Stop Appropriating Atrocities To Talk About Russian Meddling
These days, reckless analogies are rampant, and not just in the Donald Trump White House.
After the Robert Mueller investigation disproved collusion between the Trump campaign and Moscow, the White House sent a letter to media producers, naming six prominent Russian collusion promoters, and asking outlets to consider their trustworthiness when inviting them on.
In response, Congressman Eric Swalwell, who was named in the letter, tweeted: “First they came for the journalists. Then they came for the elected officials expressing legitimate concerns about justice in our country and attacks upon our democracy. Who’s next?”
First they came for the journalists.
Then they came for the elected officials expressing legitimate concerns about justice in our country and attacks upon our democracy.
Who’s next?https://t.co/SBSkXb7kJa
— Eric Swalwell (@ericswalwell) March 26, 2019
Swalwell was paraphrasing Pastor Martin Niemöller’s haunting poem about Germans standing on the sidelines as the Third Reich rounded up enemies of the regime, including, of course, Jews.
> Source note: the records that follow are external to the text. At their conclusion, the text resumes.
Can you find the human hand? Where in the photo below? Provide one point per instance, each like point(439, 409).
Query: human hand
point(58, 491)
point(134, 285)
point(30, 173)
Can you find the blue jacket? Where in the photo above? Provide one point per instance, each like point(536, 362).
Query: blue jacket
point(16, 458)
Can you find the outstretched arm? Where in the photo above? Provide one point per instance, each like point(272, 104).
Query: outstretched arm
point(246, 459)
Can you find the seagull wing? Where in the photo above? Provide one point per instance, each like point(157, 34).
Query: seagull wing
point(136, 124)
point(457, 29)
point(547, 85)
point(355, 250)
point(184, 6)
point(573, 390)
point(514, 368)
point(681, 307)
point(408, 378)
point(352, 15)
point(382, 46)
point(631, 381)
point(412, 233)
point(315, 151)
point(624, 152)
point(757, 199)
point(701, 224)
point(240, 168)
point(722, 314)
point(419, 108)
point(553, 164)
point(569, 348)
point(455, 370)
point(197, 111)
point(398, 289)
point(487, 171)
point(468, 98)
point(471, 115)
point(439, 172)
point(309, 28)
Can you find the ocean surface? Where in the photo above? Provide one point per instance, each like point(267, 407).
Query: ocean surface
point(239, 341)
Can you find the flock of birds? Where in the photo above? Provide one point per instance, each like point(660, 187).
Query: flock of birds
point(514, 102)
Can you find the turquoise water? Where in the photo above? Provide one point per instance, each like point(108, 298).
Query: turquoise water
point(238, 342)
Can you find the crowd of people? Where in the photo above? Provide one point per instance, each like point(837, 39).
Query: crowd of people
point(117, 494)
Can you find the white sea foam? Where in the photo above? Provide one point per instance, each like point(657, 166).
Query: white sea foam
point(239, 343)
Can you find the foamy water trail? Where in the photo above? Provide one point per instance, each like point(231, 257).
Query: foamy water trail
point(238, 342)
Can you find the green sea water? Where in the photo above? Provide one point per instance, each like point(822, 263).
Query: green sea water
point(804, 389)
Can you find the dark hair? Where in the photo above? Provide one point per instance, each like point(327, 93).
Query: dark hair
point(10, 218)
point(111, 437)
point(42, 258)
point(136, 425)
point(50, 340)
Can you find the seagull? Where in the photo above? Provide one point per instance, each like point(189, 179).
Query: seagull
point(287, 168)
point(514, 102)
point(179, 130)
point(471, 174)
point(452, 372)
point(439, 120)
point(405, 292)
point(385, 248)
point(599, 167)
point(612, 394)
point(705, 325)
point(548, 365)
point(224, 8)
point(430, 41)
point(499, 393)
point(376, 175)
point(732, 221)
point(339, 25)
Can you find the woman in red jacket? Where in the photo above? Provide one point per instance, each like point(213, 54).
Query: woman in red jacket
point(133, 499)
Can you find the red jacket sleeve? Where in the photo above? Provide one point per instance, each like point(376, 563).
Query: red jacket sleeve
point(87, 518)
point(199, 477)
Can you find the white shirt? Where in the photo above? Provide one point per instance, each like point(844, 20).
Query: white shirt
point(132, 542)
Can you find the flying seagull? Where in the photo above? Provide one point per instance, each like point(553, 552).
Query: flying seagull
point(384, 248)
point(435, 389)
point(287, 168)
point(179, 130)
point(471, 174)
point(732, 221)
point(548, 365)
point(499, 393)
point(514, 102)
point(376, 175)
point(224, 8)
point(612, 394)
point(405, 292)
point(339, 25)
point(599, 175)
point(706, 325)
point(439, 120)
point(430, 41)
A powerful member of Congress comparing himself to vulnerable groups in a dictatorship is an immensely inappropriate analogy, especially considering there are currently immigrants living in fear of being detained by ICE raids.
Unfortunately, Swalwell’s Third Reich comparison is emblematic of a larger pattern. Over the past two years, Russia collusion hysteria led politicians and analysts to cavalierly equate Russian election meddling to the Holocaust, the September 11 terrorist attacks, and the Japanese bombing of Pearl Harbor.
“Putin’s Attack on the U.S. Is Our Pearl Harbor,” proclaimed the headline to a Politico article, which went on to throw in a gratuitous comparison to September 11 for good measure.
“I would say that his performance today will live in infamy as much as the Pearl Harbor attack or Kristallnacht,” said an MSNBC contributor, referring to Trump’s meeting with Vladimir Putin in Helsinki last year.
Similar comparisons were tweeted out by prominent analysts, historians, and politicians, including Senator Bob Menedez and Swalwell.
Such analogies cheapen not just the victims’ memory but our national discourse.
First, the exaggerations are unnecessary. It’s safe to say the majority of Americans are aware of and incensed by Moscow’s meddling in the 2016 election. But there’s a world of a difference between Facebook ads and the murder of thousands of Americans, to say nothing of the Holocaust.
The military, rescue personnel, and civilian victims of Pearl Harbor and September 11 were slaughtered – not hacked, not duped, not distracted, robbed, or meddled with, but slaughtered. At best, calling the Russian election attack another September 11 betrays an insulting lack of perspective, akin to that of a bored teenager who claims sitting through algebra class is “literally torture”.
Avoiding gratuitous comparisons is especially important today, when we are witnessing widespread distortion of once-sacred tragedies. Last year, Poland was embroiled in a scandal over a law that whitewashed Polish involvement in the Holocaust. Similar campaigns are unfolding across Eastern Europe, where glorification of Nazi collaborators and SS units is rampant. Meanwhile, Russia is seeing a resurgence of the cult of Stalin, while in America, defenders of the Confederacy are exonerating slavery.
This climate calls for added vigilance and care in staying away from inappropriate analogies. Never Forget – whether applied to the Holocaust, Pearl Harbor, or September 11 – is not a passive concept. It extends beyond slapping on a bumper sticker or putting a black ribbon on a website. Never Forget is a call for the living to do what the dead cannot – guard their memory from appropriation, even if that appropriation is driven by justified outrage over an effort to influence an election.
We can do better in keeping that sacred duty.
Lev Golinkin is the author of “A Backpack, a Bear, and Eight Crates of Vodka.”